Business success doesn't happen overnight. No one can realistically expect that the day after launching a business they'll be inundated with people throwing money at them.
Even in the world of tech start-ups, the hottest companies generally lose money for several years before they start generating a regular profit. It's important to keep everything in perspective. The same holds true for your personal finances.
Building your wealth snowball can be a long and arduous process. Getting out of debt, saving for a down payment on a home, and funding retirement take persistence and dedication.

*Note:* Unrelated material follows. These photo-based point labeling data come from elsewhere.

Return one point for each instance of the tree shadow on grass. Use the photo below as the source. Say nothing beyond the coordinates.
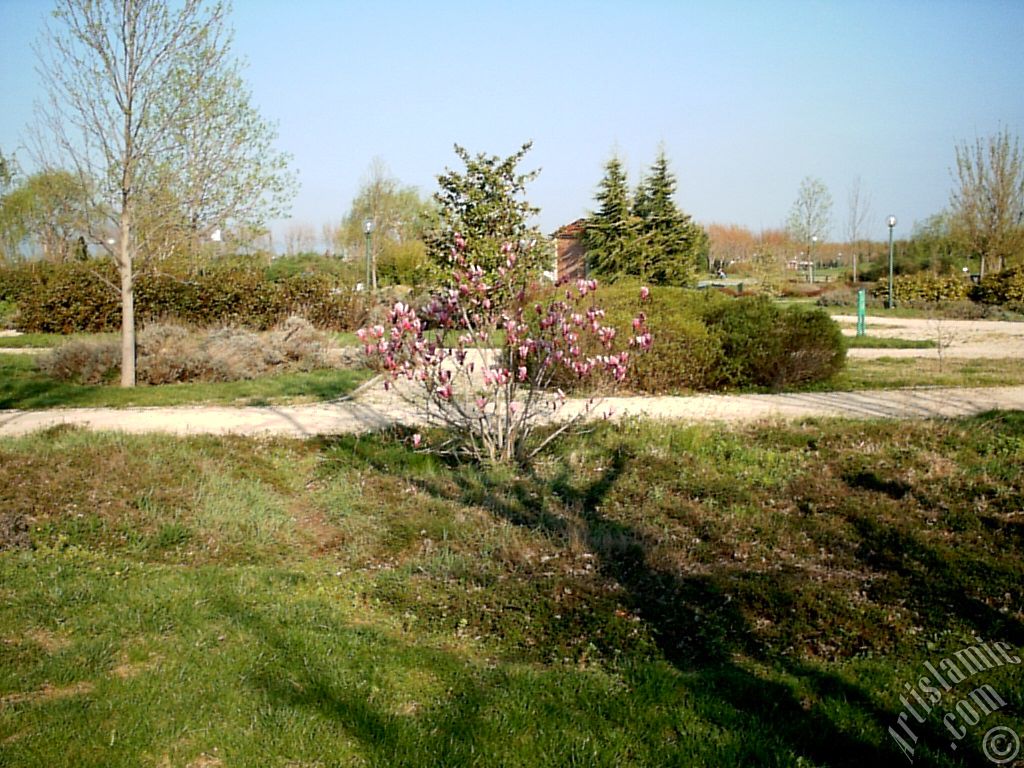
(698, 628)
(702, 619)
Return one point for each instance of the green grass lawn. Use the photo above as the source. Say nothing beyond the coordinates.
(646, 596)
(888, 342)
(24, 386)
(46, 341)
(897, 373)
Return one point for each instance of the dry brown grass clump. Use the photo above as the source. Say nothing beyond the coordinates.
(170, 352)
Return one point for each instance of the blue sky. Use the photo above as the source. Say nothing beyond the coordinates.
(747, 97)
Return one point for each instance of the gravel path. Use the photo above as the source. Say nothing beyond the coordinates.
(370, 411)
(958, 338)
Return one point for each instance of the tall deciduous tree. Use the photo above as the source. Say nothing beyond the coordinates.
(609, 235)
(485, 205)
(987, 202)
(811, 213)
(672, 246)
(858, 207)
(145, 105)
(400, 217)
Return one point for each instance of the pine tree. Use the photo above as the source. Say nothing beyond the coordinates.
(609, 232)
(485, 206)
(671, 246)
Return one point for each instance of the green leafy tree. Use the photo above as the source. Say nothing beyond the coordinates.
(400, 218)
(11, 221)
(484, 206)
(609, 236)
(987, 202)
(133, 88)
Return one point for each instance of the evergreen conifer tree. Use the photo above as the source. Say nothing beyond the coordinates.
(609, 232)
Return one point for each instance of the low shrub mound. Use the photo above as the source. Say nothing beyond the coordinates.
(80, 297)
(926, 287)
(169, 353)
(707, 341)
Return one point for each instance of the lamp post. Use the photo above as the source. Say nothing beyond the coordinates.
(368, 228)
(810, 257)
(892, 222)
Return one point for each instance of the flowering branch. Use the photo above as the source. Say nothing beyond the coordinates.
(485, 358)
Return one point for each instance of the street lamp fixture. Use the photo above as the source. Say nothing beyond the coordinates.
(810, 257)
(368, 228)
(891, 221)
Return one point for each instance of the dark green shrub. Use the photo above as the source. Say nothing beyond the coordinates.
(925, 287)
(705, 340)
(1003, 288)
(15, 280)
(83, 361)
(71, 297)
(170, 353)
(772, 347)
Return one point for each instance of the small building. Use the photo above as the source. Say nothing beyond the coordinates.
(570, 258)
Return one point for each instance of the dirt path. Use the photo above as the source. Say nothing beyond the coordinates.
(958, 338)
(371, 410)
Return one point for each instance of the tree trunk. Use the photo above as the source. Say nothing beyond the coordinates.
(127, 307)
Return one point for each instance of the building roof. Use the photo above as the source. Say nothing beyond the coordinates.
(569, 231)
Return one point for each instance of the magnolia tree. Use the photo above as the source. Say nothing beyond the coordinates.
(481, 358)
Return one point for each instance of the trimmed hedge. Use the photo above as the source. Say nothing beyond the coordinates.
(708, 341)
(926, 287)
(83, 297)
(1003, 288)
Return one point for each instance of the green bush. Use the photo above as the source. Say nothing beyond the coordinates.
(925, 287)
(70, 297)
(83, 297)
(709, 341)
(1003, 288)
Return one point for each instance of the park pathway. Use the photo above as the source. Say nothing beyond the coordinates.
(371, 409)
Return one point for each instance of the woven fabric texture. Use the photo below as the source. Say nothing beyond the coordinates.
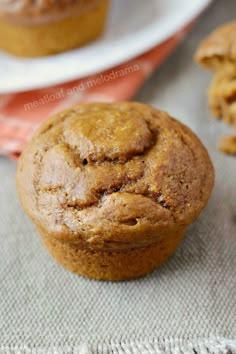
(188, 306)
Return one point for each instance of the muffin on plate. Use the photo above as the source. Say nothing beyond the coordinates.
(112, 188)
(218, 53)
(33, 28)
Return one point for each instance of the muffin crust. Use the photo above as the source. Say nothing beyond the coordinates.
(113, 178)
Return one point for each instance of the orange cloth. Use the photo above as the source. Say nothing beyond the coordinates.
(21, 113)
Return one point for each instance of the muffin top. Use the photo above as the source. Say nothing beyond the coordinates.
(30, 12)
(112, 175)
(219, 48)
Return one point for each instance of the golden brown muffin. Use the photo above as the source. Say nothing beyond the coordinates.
(112, 188)
(36, 28)
(218, 53)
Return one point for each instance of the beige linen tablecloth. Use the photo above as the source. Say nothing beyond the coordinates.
(187, 306)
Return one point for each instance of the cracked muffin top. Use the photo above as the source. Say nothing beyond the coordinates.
(218, 50)
(112, 175)
(40, 11)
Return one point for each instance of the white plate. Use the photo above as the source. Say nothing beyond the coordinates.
(134, 26)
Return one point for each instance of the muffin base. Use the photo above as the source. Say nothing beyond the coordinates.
(55, 37)
(112, 264)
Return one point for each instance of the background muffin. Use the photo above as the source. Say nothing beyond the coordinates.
(218, 53)
(36, 28)
(112, 188)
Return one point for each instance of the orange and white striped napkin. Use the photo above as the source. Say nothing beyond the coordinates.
(21, 113)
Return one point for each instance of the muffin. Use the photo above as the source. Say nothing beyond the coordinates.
(218, 53)
(112, 188)
(30, 28)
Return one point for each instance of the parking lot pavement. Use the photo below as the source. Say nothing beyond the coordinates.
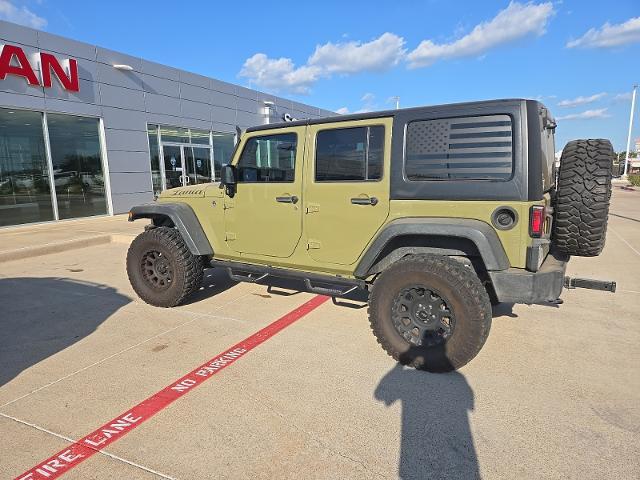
(553, 394)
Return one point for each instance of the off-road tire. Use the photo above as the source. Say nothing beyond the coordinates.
(468, 301)
(582, 197)
(187, 268)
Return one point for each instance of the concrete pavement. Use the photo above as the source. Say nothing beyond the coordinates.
(553, 394)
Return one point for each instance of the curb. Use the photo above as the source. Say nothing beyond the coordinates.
(49, 248)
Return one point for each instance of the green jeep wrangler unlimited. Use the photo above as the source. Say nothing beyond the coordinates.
(437, 211)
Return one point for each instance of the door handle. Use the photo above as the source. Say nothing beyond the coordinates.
(287, 199)
(364, 201)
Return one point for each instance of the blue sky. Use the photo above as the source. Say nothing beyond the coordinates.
(580, 58)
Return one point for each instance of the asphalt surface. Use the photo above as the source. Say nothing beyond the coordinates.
(555, 393)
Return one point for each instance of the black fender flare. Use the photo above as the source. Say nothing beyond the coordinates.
(183, 218)
(483, 236)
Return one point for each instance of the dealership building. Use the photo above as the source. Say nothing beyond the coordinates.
(88, 131)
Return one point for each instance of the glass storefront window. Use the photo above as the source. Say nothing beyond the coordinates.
(154, 153)
(25, 194)
(77, 165)
(185, 156)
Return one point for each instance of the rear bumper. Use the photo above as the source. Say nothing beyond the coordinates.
(520, 286)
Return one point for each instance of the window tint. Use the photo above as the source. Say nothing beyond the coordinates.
(77, 165)
(350, 154)
(270, 158)
(466, 148)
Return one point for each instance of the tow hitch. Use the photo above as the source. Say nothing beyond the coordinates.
(571, 283)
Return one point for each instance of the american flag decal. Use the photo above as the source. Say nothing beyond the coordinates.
(472, 148)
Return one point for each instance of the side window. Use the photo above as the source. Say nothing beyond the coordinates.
(349, 154)
(270, 158)
(465, 148)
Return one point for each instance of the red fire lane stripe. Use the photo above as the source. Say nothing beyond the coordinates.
(66, 459)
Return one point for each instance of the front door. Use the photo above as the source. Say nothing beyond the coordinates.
(346, 188)
(264, 217)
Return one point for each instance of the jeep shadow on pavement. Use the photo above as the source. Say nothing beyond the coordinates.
(439, 212)
(60, 313)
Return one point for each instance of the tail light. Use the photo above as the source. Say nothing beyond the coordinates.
(536, 221)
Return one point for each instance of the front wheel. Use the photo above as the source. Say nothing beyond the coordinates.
(430, 312)
(162, 270)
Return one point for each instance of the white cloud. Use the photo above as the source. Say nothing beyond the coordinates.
(279, 74)
(516, 21)
(21, 15)
(609, 35)
(331, 58)
(574, 102)
(368, 98)
(587, 114)
(380, 54)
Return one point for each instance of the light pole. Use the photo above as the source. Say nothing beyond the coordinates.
(633, 106)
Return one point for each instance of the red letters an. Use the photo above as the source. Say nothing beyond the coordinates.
(23, 70)
(50, 62)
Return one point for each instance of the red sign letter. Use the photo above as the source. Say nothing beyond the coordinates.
(49, 62)
(23, 70)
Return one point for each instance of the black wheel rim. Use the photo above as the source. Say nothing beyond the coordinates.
(422, 316)
(156, 269)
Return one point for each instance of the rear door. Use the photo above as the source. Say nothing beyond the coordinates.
(346, 187)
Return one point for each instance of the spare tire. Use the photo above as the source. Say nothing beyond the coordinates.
(581, 206)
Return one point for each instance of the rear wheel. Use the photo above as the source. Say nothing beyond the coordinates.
(430, 312)
(582, 198)
(161, 269)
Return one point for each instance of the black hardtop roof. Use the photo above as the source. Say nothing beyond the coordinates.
(453, 108)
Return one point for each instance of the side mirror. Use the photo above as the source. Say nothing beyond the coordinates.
(228, 179)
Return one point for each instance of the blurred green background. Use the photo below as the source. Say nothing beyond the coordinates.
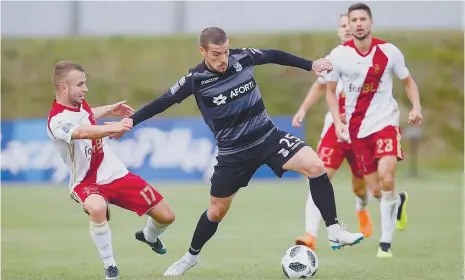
(139, 69)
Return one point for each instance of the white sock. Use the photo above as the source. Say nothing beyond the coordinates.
(389, 204)
(361, 204)
(190, 257)
(101, 234)
(312, 216)
(153, 230)
(333, 229)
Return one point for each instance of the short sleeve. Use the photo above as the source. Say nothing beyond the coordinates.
(62, 129)
(181, 89)
(399, 67)
(322, 80)
(335, 59)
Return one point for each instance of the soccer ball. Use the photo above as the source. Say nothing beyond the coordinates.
(299, 262)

In the beginning, your excitement will fuel your drive as you get immediate results. But as time passes, the milestones will be fewer and farther between. It will seem like progress has slowed (or halted) and you might lose some of that enthusiasm. But just like the business owner who guts out the lean beginning years, you'll benefit greatly by staying the course and being patient.
Me? I'm not the most patient person in the world. When I want something I want in yesterday. When I went through my own financial recovery, I was impatient. I hated seeing how slowly my debt whittled down. In my mind, I thought I'd never get debt-free. I even considered giving up on the idea!
But there was something that wouldn't let me quit. I kept hearing a voice in the back of my mind. It was my father's voice. He kept saying that I'm responsible for my own actions and that nothing worth achieving is going to come easy. (Of course, I wasn't actually hearing voices…I was just recalling lessons he instilled in me from my youth.)
I had to make a decision.
Did I want to be a failure? Or did I want to be an adult and face my responsibilities, fix the problems I caused in the first place, and reach the goal I had set for myself?
I rededicated myself to my objectives. Time didn't pass any quicker and my balances didn't decline any faster, but changing my attitude helped me to persevere. I saw my goal through to completion.
Managing your money like you're managing a business isn't a cure-all for your financial troubles. Neither J.D. nor I will ever over-simplify the challenges you face. Meeting your goals takes hard work and dedication.
This idea, though — that you should be a money boss — is a terrific starting point. It's a great frame of mind to help guide you on your journey toward debt freedom, business ownership, or whatever else you have in mind.
Here's one last very important point: Nothing will ever change unless you take action. Whether you decide to manage your household budget as if you were running a business or come up with some other plan, remember this: The most important thing you can do is just take action.